- Page from Happy Birthday, Mr. Putin!, referring to Putin's rynda

= Putin's rynda =

Internet meme

Putin's rynda (рында Путина) is an internet meme which refers to a LiveJournal user post, picked up by the radio station Echo of Moscow, and forwarded to the Prime Minister of Russia Vladimir Putin. The post, written on August 1, 2010, with obscene words by the Russian user top-lap, who introduced himself as Alexander, criticised the fire safety condition in his native village during the 2010 Russian wildfires and emphasized the disappearance of the village's old fire alarm bell, which top-lap called "rynda" (a ship's bell in Russian). Top-lap asked to support his appeal, directed to the authorities of Kalyazinsky District in Russia's Tver Oblast. The post was spotted by the Echo of Moscow's editor-in-chief Alexei Venediktov on August 1. According to Venediktov, he "saw that this message contains not only a money request or criticism of authorities, but a proposal to organize a voluntary fire guard if discounts are offered" and "it appeared as something new" to him. Venediktov forwarded the post with his accompanying commentary on August 2. Putin's reply was e-mailed two days later. The rynda was ultimately installed, although top-lap claimed he was visited by the authorities who took his USB flash drives and hard drive, that reportedly stored nothing but video games.

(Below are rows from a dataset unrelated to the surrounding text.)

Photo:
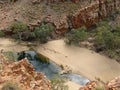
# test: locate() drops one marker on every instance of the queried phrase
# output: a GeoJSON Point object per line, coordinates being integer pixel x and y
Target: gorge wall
{"type": "Point", "coordinates": [89, 15]}
{"type": "Point", "coordinates": [21, 76]}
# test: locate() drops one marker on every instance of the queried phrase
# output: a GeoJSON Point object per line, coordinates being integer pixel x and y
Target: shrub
{"type": "Point", "coordinates": [43, 32]}
{"type": "Point", "coordinates": [10, 55]}
{"type": "Point", "coordinates": [42, 58]}
{"type": "Point", "coordinates": [18, 28]}
{"type": "Point", "coordinates": [76, 35]}
{"type": "Point", "coordinates": [1, 33]}
{"type": "Point", "coordinates": [57, 83]}
{"type": "Point", "coordinates": [10, 86]}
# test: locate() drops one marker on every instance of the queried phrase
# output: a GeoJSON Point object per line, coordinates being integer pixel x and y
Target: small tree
{"type": "Point", "coordinates": [76, 35]}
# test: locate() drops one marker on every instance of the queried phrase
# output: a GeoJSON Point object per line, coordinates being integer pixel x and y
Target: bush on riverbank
{"type": "Point", "coordinates": [76, 35]}
{"type": "Point", "coordinates": [42, 58]}
{"type": "Point", "coordinates": [2, 33]}
{"type": "Point", "coordinates": [58, 83]}
{"type": "Point", "coordinates": [107, 39]}
{"type": "Point", "coordinates": [22, 32]}
{"type": "Point", "coordinates": [43, 32]}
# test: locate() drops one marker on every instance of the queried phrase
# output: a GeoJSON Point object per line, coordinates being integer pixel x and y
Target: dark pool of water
{"type": "Point", "coordinates": [52, 69]}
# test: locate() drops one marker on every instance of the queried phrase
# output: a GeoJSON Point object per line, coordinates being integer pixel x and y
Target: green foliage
{"type": "Point", "coordinates": [1, 33]}
{"type": "Point", "coordinates": [10, 86]}
{"type": "Point", "coordinates": [42, 58]}
{"type": "Point", "coordinates": [18, 28]}
{"type": "Point", "coordinates": [58, 83]}
{"type": "Point", "coordinates": [10, 55]}
{"type": "Point", "coordinates": [100, 88]}
{"type": "Point", "coordinates": [76, 35]}
{"type": "Point", "coordinates": [106, 38]}
{"type": "Point", "coordinates": [43, 32]}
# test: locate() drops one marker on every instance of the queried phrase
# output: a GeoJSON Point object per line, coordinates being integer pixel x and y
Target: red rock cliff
{"type": "Point", "coordinates": [22, 75]}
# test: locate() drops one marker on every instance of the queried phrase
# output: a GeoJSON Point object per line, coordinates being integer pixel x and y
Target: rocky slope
{"type": "Point", "coordinates": [21, 76]}
{"type": "Point", "coordinates": [63, 14]}
{"type": "Point", "coordinates": [95, 85]}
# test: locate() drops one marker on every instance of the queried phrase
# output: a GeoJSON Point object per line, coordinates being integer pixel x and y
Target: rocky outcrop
{"type": "Point", "coordinates": [95, 85]}
{"type": "Point", "coordinates": [87, 14]}
{"type": "Point", "coordinates": [22, 75]}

In August, 2010 the question "what is rynda" became the top query on Yandex search engine, briefly surpassing the query "love". Putin's rynda also became a subject of political cartoons and is mentioned on the November page of the erotic calendar Happy Birthday, Mr. Putin!

== Background ==
During the 2010 Russian wildfires local officials were accused of taking inadequate measures to prevent fires and respond effectively. A state of emergency was declared near about 500 towns and villages. The then Russian Minister of Emergency Situations Sergey Shoygu outlined a lack of volunteer firefighting units and poor enforcement of safety rules at dachas. According to him, there were also 24,000 remote villages beyond the reach of fire engines. The United States dispatched an estimated $4.5 million worth of firefighting equipment and other supplies to help battle the wildfires in Russia.

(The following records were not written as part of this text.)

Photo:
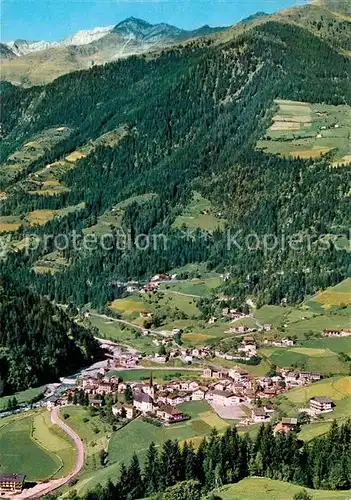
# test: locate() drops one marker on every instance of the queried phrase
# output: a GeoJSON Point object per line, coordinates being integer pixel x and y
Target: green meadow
{"type": "Point", "coordinates": [30, 444]}
{"type": "Point", "coordinates": [270, 489]}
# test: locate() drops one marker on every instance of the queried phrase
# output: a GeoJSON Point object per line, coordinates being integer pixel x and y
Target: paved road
{"type": "Point", "coordinates": [43, 489]}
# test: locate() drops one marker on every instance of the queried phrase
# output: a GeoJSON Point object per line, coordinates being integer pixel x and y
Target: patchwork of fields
{"type": "Point", "coordinates": [201, 214]}
{"type": "Point", "coordinates": [307, 130]}
{"type": "Point", "coordinates": [137, 436]}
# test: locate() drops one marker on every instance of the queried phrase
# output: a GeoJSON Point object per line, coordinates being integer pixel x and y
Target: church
{"type": "Point", "coordinates": [145, 401]}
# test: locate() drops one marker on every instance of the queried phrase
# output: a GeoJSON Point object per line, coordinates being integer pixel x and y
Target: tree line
{"type": "Point", "coordinates": [323, 463]}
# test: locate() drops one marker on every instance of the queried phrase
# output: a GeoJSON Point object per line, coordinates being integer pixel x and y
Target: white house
{"type": "Point", "coordinates": [199, 394]}
{"type": "Point", "coordinates": [117, 409]}
{"type": "Point", "coordinates": [258, 415]}
{"type": "Point", "coordinates": [143, 402]}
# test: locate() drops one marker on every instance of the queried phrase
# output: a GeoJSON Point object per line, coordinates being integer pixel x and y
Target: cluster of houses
{"type": "Point", "coordinates": [286, 342]}
{"type": "Point", "coordinates": [245, 329]}
{"type": "Point", "coordinates": [220, 387]}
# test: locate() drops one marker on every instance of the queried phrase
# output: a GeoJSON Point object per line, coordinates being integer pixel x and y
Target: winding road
{"type": "Point", "coordinates": [42, 489]}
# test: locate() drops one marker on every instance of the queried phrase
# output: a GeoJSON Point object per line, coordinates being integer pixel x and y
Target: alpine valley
{"type": "Point", "coordinates": [178, 202]}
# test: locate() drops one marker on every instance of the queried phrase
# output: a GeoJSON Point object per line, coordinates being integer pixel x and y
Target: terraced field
{"type": "Point", "coordinates": [31, 151]}
{"type": "Point", "coordinates": [309, 130]}
{"type": "Point", "coordinates": [30, 444]}
{"type": "Point", "coordinates": [335, 388]}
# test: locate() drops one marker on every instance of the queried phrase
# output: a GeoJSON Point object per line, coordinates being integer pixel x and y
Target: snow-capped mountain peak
{"type": "Point", "coordinates": [84, 37]}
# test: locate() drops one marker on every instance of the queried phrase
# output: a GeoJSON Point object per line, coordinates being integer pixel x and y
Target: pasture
{"type": "Point", "coordinates": [309, 131]}
{"type": "Point", "coordinates": [94, 433]}
{"type": "Point", "coordinates": [200, 287]}
{"type": "Point", "coordinates": [125, 335]}
{"type": "Point", "coordinates": [337, 388]}
{"type": "Point", "coordinates": [112, 218]}
{"type": "Point", "coordinates": [199, 213]}
{"type": "Point", "coordinates": [136, 437]}
{"type": "Point", "coordinates": [23, 450]}
{"type": "Point", "coordinates": [142, 374]}
{"type": "Point", "coordinates": [23, 396]}
{"type": "Point", "coordinates": [33, 150]}
{"type": "Point", "coordinates": [41, 217]}
{"type": "Point", "coordinates": [335, 296]}
{"type": "Point", "coordinates": [10, 223]}
{"type": "Point", "coordinates": [270, 489]}
{"type": "Point", "coordinates": [321, 360]}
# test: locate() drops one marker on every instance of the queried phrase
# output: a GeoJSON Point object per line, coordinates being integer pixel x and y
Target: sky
{"type": "Point", "coordinates": [53, 20]}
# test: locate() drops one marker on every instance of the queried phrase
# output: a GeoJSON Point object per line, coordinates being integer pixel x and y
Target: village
{"type": "Point", "coordinates": [234, 394]}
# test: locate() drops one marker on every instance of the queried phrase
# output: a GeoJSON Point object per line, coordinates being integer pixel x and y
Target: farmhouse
{"type": "Point", "coordinates": [143, 402]}
{"type": "Point", "coordinates": [331, 332]}
{"type": "Point", "coordinates": [11, 483]}
{"type": "Point", "coordinates": [199, 394]}
{"type": "Point", "coordinates": [170, 414]}
{"type": "Point", "coordinates": [287, 342]}
{"type": "Point", "coordinates": [258, 415]}
{"type": "Point", "coordinates": [119, 409]}
{"type": "Point", "coordinates": [96, 403]}
{"type": "Point", "coordinates": [212, 372]}
{"type": "Point", "coordinates": [346, 332]}
{"type": "Point", "coordinates": [224, 398]}
{"type": "Point", "coordinates": [321, 404]}
{"type": "Point", "coordinates": [286, 425]}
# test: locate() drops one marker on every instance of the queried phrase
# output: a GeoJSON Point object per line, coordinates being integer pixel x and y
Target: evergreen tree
{"type": "Point", "coordinates": [151, 471]}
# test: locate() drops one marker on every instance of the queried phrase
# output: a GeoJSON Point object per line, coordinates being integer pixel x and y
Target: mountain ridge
{"type": "Point", "coordinates": [26, 63]}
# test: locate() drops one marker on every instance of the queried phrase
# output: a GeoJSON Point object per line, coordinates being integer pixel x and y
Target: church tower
{"type": "Point", "coordinates": [151, 388]}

While the Russian government called the wildfires a natural disaster that appears every 30 or 40 years, Putin in his reply to top-lap noted that "Russia did not experience such high temperatures for the last 140 years".

==Original abridged post==

Do you know why we're burning? Because it's a fuck-up. [...] In [my] village under douchebag communists – who are being denounced by everyone now – there were three fire ponds, rynda that people would ring in case of fire and – oh, miracle – fire truck, one for three villages, but at least there was a fire truck. And then misters democrats came and that's when a fuck-up started. They leveled the fire ponds with the ground and sold that ground for construction projects. They did something to the fire truck, maybe aliens fucking stole it, and the rynda was replaced (modernization, damn it) with a telephone that doesn't fucking work because they forgot to connect it to the line. A firefighter stayed but he doesn't have anything except a helmet and robe left after the same bad communists. [...] I have a question. Where does our money go? Why every year we slide further and further toward a primitive society? Why do we fucking need some innovative center in Skolkovo if we don't have simple fire trucks? Why before we had such people as foresters who would warn firefighters about fires and didn't allow those fires to affect villages? I don't want a telephone in the village, I want fire ponds and my rynda back, give me my rynda, damn it, and dig me a pond, I'll take care of it myself and will fill it with water if a local administration doesn't want to do it. Just give me a place.